The Yale College Democrats on Wednesday evening hosted Bandy Lee MED ’94 DIV ’95, the Yale psychiatrist who informed Congress that President Donald Trump is a danger to society because of his mental health. During the hourlong public event, Lee spoke of the impact an unstable public leader can have on society and of medical professionals’ duty to speak up.

“I’ve been concerned about the deteriorating state of public mental health, and part of that showed up in the attraction and election of an impaired leader in the first place — pathology attracts pathology,” Lee said during the public event. “If we were able to educate people [enough], we could prevent a lot of these things.”

The morning after Trump’s election, Lee said, dozens of people contacted her saying they were “basically afraid of the violence that was to come.” Lee is trained in violence prevention, and she co-founded Yale’s Violence and Health Study Group at the Whitney and Betty MacMillan Center for International and Area Studies at Yale. At the moment, she leads a project group for the World Health Organization’s Violence Prevention Alliance.

Lee said she felt an obligation to warn the public about Trump’s mental health after recognizing many of the qualities she has seen in violent individuals she has worked with.

“I couldn’t ignore the fact as a psychiatrist that this presidency was going to be different,” she said.

In December and January, Lee briefed Republican and Democratic congressmen on Trump’s mental state, warning that the president is a danger to society. She is also the editor of the New York Times best-seller “The Dangerous Case of Donald Trump,” published in October 2017, which assesses the president’s mental health based on 27 accounts from medical health professionals.

“I’ve always thought about [Trump’s popularity and election] in a very political, economic and social lens, but thinking about it from a medical standpoint is driving at the same issue but obviously from a different perspective and one that adds a lot to the conversation,” said Jordan Cozby ’20 president of the Yale College Democrats.

Lee stressed that she did not diagnose Trump when she spoke out about his mental state to congressmen; rather she assessed the danger he poses to the public. She noted that the president’s tendency to boast about sexual assault, taunt nuclear power and endorse violence in key public speeches can cause harm “because [he’s] laying the groundwork for the culture of violence.”

Lee pointed out that there has been an unprecedented spike in both hate crimes and incidents of gun violence since the start of Trump’s presidential campaign, and that these are predictable reactions to his “endorsement of violence.”

“We’re not talking about his personal diagnosis but the dangers to public health, so we’re talking about the situation, not so much about the person,” Lee warned. “Mental health professionals are in agreement that this is a very dangerous situation and that something is seriously wrong, and of course we won’t diagnose unless we have information, but to say someone is dangerous, you don’t need all information, you just need information to raise alarms and then treat the person.”

Isel Burton ’20, who attended the event, said that while she may not agree with Lee’s argument that many structural American institutions are an outcome of poor health, “It implies there are legacies of unhealth in America.”

When Lee began to speak out about the threat Trump posed to the public, she said, she did not receive a lot of visible support. In fact, during a conference she organized at Yale last April to discuss the ethics of speaking out about the mental state of public figures, many of the sponsors, including the School of Public Health and the School of Nursing, dropped out when they realized Lee would be criticizing Trump. Lee stressed that medical professionals do not disagree with her views on Trump’s mental health but only about whether or not it is ethical to voice those views.

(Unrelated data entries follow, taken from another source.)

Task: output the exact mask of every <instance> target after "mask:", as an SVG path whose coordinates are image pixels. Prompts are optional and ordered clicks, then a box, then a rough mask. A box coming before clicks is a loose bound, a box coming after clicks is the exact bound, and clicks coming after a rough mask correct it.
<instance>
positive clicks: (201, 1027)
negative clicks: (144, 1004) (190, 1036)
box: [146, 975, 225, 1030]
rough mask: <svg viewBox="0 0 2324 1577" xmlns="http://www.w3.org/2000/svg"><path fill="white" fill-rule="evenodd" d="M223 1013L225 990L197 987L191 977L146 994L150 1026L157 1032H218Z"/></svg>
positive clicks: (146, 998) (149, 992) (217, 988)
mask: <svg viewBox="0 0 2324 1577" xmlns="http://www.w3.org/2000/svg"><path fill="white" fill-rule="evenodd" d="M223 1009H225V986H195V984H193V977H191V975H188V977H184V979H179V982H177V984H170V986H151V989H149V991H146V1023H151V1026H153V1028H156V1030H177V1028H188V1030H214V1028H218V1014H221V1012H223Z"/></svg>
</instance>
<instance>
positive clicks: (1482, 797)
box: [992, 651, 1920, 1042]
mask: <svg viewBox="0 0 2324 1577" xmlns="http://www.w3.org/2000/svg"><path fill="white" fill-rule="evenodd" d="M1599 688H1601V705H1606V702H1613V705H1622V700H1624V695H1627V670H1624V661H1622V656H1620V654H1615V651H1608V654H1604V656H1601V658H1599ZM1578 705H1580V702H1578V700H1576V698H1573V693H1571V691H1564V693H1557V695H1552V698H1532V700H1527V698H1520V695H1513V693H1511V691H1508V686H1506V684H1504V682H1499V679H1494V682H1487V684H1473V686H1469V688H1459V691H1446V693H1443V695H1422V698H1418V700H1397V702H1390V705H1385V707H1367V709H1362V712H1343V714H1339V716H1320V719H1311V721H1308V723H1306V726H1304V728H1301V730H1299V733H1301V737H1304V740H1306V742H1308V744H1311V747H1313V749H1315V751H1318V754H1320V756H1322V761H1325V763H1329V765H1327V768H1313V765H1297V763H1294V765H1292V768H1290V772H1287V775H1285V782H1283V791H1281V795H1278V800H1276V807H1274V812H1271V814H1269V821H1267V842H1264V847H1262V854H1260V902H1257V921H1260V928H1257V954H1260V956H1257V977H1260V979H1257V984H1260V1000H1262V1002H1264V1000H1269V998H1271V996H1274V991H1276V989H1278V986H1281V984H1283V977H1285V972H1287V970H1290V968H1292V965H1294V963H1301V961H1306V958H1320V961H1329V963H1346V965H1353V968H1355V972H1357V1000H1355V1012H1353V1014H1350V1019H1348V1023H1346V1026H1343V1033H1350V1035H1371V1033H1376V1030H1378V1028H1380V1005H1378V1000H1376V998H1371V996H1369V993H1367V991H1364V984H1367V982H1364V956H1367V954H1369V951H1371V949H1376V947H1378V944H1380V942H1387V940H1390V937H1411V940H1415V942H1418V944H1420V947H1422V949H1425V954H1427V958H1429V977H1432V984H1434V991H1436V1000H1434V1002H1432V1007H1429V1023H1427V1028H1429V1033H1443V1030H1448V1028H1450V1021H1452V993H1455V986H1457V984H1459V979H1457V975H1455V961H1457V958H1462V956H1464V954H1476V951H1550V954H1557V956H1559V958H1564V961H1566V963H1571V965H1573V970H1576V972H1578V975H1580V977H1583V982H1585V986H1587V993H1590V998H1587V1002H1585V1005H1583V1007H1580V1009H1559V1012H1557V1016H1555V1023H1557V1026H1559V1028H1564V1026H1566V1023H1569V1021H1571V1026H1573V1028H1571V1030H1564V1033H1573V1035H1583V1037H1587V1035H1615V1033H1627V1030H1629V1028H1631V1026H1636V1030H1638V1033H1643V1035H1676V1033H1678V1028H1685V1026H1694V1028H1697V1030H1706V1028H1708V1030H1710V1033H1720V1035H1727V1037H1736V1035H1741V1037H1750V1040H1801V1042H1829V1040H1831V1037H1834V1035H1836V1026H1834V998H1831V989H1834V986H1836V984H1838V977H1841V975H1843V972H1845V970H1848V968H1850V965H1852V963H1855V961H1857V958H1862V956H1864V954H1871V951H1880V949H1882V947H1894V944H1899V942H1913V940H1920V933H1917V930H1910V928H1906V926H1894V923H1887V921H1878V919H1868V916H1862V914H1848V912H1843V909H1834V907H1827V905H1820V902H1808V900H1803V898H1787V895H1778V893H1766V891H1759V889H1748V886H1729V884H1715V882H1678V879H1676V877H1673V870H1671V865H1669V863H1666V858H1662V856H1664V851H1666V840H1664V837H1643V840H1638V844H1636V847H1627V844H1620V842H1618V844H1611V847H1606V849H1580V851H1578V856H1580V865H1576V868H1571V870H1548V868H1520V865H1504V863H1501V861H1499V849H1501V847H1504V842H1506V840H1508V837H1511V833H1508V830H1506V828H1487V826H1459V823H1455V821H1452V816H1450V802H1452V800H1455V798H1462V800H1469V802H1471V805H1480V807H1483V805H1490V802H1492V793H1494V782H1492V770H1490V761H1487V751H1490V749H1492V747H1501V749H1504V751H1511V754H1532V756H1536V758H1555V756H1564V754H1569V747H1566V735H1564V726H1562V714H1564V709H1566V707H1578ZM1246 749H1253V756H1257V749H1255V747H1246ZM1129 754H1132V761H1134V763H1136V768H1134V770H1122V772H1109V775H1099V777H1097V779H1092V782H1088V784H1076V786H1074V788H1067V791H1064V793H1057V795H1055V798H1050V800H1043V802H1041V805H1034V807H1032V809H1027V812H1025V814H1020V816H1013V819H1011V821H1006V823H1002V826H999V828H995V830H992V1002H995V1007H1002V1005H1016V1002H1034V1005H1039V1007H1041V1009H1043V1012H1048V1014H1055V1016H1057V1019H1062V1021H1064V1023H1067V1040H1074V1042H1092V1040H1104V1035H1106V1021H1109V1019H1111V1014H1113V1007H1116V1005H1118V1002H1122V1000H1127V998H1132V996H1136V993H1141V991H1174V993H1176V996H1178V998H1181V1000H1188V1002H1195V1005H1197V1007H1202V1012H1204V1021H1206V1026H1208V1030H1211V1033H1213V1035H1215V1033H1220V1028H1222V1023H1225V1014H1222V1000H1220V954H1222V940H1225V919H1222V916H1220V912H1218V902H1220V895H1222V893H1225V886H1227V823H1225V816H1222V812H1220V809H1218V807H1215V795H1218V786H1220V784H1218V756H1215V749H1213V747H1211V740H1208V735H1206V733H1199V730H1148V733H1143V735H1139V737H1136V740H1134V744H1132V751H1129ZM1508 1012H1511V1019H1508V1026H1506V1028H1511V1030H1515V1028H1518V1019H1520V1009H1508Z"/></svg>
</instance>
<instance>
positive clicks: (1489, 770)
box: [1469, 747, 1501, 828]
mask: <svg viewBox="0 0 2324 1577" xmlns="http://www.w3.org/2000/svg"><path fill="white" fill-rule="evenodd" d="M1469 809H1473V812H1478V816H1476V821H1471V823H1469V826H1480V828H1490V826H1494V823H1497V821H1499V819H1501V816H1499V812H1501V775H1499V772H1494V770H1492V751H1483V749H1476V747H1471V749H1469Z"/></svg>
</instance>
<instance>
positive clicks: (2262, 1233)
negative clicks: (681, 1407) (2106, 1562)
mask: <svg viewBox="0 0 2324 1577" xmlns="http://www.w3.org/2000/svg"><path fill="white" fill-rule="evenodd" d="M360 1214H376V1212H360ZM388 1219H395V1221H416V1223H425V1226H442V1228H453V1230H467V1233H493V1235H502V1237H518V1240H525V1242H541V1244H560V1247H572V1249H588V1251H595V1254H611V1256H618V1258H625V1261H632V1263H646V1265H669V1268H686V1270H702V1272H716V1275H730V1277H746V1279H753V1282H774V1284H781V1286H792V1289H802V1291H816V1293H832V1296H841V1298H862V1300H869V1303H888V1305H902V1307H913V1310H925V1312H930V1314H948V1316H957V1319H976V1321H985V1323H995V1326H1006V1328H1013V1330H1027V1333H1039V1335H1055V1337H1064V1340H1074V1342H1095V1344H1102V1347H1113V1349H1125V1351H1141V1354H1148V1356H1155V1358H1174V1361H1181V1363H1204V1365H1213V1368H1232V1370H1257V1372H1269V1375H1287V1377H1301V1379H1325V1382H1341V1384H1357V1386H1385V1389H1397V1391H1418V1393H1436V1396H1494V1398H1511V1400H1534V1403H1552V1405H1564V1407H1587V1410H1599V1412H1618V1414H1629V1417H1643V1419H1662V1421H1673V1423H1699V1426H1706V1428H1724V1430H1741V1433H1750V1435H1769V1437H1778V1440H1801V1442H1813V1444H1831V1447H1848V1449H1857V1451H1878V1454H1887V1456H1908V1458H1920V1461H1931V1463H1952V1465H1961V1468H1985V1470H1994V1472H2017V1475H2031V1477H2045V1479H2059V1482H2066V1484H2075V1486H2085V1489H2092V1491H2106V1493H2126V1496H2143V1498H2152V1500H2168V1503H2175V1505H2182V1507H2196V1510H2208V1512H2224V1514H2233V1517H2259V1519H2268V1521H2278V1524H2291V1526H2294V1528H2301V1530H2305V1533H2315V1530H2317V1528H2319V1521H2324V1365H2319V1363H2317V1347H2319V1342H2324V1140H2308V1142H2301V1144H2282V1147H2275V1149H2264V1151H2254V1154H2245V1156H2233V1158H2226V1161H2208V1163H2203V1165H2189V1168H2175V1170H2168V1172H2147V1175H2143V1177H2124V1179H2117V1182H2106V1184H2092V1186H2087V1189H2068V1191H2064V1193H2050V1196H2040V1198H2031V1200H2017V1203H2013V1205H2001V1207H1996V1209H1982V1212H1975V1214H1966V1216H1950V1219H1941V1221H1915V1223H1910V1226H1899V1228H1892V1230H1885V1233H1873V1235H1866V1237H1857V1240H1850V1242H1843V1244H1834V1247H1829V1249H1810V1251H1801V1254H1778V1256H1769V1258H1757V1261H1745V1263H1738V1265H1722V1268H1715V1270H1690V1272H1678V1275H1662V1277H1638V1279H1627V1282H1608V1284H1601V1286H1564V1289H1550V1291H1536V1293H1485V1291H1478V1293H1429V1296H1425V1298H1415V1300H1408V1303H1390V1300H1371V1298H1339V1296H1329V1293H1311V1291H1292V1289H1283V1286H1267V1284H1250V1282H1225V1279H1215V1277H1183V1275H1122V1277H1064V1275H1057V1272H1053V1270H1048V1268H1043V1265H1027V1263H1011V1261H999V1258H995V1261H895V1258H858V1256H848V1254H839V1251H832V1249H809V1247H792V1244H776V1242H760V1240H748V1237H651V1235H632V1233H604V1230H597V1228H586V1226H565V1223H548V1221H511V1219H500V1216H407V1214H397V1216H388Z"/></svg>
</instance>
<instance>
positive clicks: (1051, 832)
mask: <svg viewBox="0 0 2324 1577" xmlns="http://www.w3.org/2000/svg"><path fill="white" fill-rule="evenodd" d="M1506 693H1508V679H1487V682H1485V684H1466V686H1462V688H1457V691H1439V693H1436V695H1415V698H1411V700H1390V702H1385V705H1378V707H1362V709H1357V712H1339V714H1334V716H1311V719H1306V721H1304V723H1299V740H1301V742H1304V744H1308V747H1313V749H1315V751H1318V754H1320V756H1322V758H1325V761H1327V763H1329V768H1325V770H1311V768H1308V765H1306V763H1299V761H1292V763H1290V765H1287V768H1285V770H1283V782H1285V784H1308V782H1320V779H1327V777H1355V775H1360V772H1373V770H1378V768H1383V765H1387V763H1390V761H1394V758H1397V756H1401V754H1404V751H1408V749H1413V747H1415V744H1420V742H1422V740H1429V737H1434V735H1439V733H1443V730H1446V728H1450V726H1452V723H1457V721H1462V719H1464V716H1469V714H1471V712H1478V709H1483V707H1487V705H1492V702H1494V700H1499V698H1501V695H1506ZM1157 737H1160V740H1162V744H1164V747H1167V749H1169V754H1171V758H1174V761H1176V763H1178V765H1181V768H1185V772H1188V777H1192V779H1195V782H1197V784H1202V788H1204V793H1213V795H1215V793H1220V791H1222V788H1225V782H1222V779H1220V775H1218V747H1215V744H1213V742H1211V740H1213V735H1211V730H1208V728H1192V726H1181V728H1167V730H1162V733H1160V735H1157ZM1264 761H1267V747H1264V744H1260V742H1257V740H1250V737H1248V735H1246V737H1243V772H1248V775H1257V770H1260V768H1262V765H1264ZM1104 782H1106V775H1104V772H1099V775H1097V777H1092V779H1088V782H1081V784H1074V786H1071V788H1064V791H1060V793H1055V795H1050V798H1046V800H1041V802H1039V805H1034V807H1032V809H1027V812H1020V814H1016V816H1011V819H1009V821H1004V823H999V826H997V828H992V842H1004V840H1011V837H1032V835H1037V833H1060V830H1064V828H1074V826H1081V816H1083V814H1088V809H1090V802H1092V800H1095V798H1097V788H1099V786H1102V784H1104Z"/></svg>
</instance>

The American Psychiatric Association exacerbated this tension, she said, as two months into Trump’s presidency they expanded the “obscure” Goldwater Rule in an unprecedented way, turning it into “a gag rule.” The Goldwater Rule, which previously prevented psychiatrists from diagnosing a public figure without first personally examining them, now prohibits psychiatrists from publicly offering any comment on any aspect of a public figure. Lee said that this action runs counter to psychiatrists’ mission of promoting public health and that it is the duty of public health officials to speak up.

“We know from history and empirical evidence that silence is as harmful as active cooperation,” Lee said.

Jana Lohrova SPH ’18, previously a Yale Global Health Fellow, said the talk speaks to many of her internal struggles as a health professional in an increasingly politicized world. She said she appreciated Lee’s perspective that individual researchers have the duty to protect the health of the public and to point out the conflict within the public health community.

“Given the circumstances, I think the best we can do is trying to educate as much as possible,” Lee said. “And [speaking to students about] this kind of civic awareness, participation and actions on the part of the public will make a difference, and that is actually far more powerful than we realize.”

The Yale College Democrats was founded in the late 1950s.

Chloé Glass | chloe.glass@yale.edu

Correction, Feb 24.:  A previous version of the article misstated the Goldwater Rule, in fact, this phrasing more accurately reflects the rule set out by the American Psychiatric Association.